Mary P: text and commentary and sound:

John: text and commentary and sound:

Jessica: text and commentary and image.

Jeewon: commentary and images.



Othello, 3.3.347-75 (“give me the ocular proof”)

I had been happy if the general camp,
Pioneers and all, had tasted her sweet body,
So I had nothing known. O, now for ever
Farewell the tranquil mind; farewell content;
Farewell the plumèd troops, and the big wars
That makes ambition virtue—O, farewell!
Farewell the neighing steed and the shrill trump,
The spirit-stirring drum, th’ear-piercing fife,
The royal banner, and all quality,
Pride, pomp, and circumstance of glorious war;
And O you mortal engines, whose rude throats
Th’immortal Jove’s dread clamours counterfeit,
Farewell! Othello’s occupation’s gone.

Is’t possible, my lord?

Villain, be sure thou prove my love a whore!
Be sure of it; give me the ocular proof;

[He seizes Iago by the throat]
Or, by the worth of mine eternal soul,
Thou hadst been better have been born a dog
Than answer my waked wrath!

Is ’t come to this?

Make me to see ’t, or at the least so prove it
That the probation bear no hinge nor loop
To hang a doubt on, or woe upon thy life!

My noble lord—

If thou dost slander her and torture me,
Never pray more. Abandon all remorse;
On horror’s head horrors accumulate;
Do deeds to make heaven weep, all Earth amazed;
For nothing canst thou to damnation add
Greater than that.

There are so many iconic music/sound moments in this play that I hope we’ll get to talk about, hopefully via people’s exercises (the drinking songs, the Willow Song, the importance of vocal dynamics to Iago’s trickery, the handkerchief refrain, etc.). But this moment of Othello the orator caught my attention, particularly the lines I’ve bolded above (which I also used for my sound representation below.)

I was struck how Othello here creates an aural soundscape in his lament (/valediction?/elegy?), with quasi-onomatopoeic descriptors of the sounds of war: the syncopated /s/s and /r/s of “spirit-stirring,” the bray of “neighing.” Why is it sound that Othello ultimately latches onto, contrasted against the other lesser-developed senses of taste (“tasted her sweet body”) and sight (“plumed troops,” “royal banner”)? (We’d do well to recall that it is Othello’s visuals “of antres vast and deserts idle,” rendered enchanting by his eloquence, that make his life story in 1.3 so memorable.) Of course, this intense inventory of sound here highlights by contrast Othello’s call for “ocular proof,” and his obsession with “seeing” Desdemona’s treachery, a treachery that has its basis only in false words, which in turn warp the visual reality Othello “sees.”
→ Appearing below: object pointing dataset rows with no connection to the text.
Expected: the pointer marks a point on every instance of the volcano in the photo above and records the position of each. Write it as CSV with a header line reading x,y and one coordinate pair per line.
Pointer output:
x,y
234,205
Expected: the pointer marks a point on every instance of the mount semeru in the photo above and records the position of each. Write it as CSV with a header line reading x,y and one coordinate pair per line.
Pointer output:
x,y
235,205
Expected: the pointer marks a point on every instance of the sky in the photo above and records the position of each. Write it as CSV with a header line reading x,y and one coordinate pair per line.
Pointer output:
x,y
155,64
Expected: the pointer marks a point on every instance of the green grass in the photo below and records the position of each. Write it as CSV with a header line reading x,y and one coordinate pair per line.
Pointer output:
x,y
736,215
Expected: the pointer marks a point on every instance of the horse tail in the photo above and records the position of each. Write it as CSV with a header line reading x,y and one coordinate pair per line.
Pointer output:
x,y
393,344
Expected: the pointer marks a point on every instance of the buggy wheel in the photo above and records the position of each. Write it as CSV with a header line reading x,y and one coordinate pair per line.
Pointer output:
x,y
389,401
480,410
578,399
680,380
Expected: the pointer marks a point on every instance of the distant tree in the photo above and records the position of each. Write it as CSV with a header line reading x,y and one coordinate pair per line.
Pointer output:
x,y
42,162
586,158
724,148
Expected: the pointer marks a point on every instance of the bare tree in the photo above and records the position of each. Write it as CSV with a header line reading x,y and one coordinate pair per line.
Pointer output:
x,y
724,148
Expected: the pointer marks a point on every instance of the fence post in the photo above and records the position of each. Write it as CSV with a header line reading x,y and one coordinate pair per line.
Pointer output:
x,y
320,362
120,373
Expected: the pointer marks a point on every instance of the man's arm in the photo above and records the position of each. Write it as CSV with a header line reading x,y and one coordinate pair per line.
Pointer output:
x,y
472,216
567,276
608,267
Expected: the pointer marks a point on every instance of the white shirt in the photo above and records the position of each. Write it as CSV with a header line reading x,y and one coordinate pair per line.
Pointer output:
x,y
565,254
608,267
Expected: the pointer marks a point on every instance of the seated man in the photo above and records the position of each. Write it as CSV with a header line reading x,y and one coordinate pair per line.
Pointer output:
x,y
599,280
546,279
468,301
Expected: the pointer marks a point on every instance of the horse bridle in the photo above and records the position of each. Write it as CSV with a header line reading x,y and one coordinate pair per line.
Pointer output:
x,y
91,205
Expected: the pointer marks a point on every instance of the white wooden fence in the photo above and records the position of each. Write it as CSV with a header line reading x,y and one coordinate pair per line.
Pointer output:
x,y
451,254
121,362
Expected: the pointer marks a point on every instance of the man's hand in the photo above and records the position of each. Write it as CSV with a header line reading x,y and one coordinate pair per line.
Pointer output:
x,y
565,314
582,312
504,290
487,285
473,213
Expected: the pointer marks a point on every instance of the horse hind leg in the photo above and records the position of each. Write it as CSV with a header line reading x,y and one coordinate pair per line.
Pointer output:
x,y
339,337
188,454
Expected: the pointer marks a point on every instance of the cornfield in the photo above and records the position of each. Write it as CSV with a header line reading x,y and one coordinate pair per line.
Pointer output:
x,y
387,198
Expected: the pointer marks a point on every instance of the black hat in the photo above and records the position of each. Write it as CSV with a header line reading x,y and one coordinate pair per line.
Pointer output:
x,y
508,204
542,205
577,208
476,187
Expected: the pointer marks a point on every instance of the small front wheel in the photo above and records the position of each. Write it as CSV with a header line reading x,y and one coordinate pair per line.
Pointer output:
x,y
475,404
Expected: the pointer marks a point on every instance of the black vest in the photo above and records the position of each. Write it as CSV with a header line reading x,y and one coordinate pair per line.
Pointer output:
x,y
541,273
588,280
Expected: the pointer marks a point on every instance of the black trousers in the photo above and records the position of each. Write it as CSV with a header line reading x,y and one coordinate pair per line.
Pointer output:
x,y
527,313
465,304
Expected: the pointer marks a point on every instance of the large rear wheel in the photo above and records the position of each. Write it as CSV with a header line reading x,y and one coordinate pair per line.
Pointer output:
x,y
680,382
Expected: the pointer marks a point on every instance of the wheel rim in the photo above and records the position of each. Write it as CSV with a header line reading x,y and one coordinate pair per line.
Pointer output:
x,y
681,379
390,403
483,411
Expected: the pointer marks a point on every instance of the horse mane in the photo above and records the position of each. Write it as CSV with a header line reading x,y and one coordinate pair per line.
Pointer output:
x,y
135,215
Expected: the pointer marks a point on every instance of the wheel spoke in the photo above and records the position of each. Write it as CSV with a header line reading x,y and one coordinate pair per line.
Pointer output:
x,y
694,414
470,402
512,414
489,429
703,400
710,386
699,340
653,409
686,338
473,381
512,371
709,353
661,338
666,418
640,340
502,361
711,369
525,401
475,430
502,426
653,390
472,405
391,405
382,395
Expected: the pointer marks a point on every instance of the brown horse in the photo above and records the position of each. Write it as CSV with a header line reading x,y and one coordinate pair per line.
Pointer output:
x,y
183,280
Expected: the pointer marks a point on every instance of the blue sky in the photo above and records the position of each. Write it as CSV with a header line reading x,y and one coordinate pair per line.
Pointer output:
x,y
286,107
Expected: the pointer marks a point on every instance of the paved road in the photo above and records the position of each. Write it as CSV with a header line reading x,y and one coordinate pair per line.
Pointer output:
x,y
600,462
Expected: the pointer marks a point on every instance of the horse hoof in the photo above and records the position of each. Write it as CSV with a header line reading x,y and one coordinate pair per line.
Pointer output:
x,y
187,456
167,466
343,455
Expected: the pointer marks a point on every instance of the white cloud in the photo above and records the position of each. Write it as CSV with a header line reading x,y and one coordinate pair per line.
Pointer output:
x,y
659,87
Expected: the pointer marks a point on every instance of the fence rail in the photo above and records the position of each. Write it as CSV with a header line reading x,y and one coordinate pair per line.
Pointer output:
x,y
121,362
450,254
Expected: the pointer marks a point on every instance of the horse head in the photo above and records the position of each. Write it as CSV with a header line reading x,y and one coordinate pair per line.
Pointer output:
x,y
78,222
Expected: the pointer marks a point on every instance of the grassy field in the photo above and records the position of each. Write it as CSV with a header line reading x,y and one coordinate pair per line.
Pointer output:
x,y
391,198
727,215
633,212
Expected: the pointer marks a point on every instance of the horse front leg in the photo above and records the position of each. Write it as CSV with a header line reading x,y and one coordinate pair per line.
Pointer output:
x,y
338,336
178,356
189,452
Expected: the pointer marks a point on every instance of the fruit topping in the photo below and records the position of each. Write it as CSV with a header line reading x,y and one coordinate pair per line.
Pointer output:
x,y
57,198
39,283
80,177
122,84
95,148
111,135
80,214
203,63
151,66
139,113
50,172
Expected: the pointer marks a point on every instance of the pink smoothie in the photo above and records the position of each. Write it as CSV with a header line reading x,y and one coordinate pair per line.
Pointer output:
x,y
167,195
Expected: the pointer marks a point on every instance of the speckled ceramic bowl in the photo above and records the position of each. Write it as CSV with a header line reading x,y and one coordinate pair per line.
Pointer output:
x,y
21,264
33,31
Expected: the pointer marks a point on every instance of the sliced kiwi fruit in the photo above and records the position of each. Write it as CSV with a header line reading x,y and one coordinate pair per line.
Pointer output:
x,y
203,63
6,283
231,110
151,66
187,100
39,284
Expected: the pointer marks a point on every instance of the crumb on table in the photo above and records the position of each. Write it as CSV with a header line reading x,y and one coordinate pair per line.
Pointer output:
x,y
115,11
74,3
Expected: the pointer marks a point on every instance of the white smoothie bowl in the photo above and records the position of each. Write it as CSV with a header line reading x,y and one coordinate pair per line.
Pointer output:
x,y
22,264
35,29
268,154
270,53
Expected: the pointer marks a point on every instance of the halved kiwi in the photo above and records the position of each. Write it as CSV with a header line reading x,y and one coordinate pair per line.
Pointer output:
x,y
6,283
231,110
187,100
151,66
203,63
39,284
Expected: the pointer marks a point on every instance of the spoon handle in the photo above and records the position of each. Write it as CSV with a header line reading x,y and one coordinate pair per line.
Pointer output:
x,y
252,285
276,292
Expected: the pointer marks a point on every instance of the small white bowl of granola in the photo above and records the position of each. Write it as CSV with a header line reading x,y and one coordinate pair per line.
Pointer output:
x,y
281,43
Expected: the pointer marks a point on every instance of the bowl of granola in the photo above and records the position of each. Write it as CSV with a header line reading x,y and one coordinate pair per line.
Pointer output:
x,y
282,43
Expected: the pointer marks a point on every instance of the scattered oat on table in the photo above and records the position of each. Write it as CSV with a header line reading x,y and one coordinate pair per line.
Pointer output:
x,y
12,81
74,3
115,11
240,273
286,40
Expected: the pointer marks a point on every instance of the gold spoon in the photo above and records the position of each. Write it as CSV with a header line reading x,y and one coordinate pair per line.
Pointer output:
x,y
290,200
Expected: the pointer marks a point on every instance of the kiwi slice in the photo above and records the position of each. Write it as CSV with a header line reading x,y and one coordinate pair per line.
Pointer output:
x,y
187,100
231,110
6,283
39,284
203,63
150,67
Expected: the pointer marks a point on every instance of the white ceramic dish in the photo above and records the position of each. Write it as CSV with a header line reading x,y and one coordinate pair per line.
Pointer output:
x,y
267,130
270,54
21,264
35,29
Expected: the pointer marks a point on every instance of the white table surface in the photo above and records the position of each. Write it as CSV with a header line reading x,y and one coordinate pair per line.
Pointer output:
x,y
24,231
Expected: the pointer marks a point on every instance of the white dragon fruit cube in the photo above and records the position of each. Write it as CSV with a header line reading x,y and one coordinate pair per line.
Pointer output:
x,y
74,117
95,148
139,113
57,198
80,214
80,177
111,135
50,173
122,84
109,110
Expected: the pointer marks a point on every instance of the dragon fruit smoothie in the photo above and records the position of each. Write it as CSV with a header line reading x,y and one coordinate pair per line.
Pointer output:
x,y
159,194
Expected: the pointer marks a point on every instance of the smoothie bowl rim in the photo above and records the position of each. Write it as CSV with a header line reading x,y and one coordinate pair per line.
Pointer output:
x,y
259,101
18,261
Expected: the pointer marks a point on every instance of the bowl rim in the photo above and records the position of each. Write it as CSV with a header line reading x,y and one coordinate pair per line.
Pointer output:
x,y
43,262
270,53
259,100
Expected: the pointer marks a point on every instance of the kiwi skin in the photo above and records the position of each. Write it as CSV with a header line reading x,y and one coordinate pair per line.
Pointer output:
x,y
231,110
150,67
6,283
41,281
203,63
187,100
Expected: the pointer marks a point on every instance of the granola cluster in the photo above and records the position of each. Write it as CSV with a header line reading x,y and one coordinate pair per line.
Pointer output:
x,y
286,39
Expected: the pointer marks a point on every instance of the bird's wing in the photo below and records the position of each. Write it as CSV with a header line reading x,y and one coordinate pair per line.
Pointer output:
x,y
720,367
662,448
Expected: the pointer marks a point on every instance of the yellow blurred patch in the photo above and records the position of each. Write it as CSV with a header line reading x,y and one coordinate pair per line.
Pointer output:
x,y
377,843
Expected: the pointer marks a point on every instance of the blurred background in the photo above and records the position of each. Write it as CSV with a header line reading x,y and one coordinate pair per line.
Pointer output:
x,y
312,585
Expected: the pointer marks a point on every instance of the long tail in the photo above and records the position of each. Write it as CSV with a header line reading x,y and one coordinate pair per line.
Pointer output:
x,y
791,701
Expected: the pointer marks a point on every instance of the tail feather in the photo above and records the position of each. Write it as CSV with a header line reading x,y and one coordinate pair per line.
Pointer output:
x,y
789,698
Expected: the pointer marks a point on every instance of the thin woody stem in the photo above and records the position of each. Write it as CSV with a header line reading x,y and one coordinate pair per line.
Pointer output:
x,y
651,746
In a description extending two full lines, cannons (“mortal engines”) are personified as having “throats” that mimic the sound of thunder, an image swiftly followed by a literal throat: Iago’s, seized by Othello in a stage direction. The supreme irony is that through this action, Othello unwittingly identifies the very “mortal engine”—Iago’s vocal cords—that is the instrument of his demise; to dovetail off of Yan’s post, Othello, for a brief moment, silences the whispering devil that has been pouring lies into his ear, with Iago managing only to squeak out impotent half-lines at best. (The Kenneth Branagh film version makes this dynamic all the more explicit by cutting Iago’s lines entirely and having Othello steamroll through his speech at an increasing pitch, as he chokes and nearly drowns Iago.)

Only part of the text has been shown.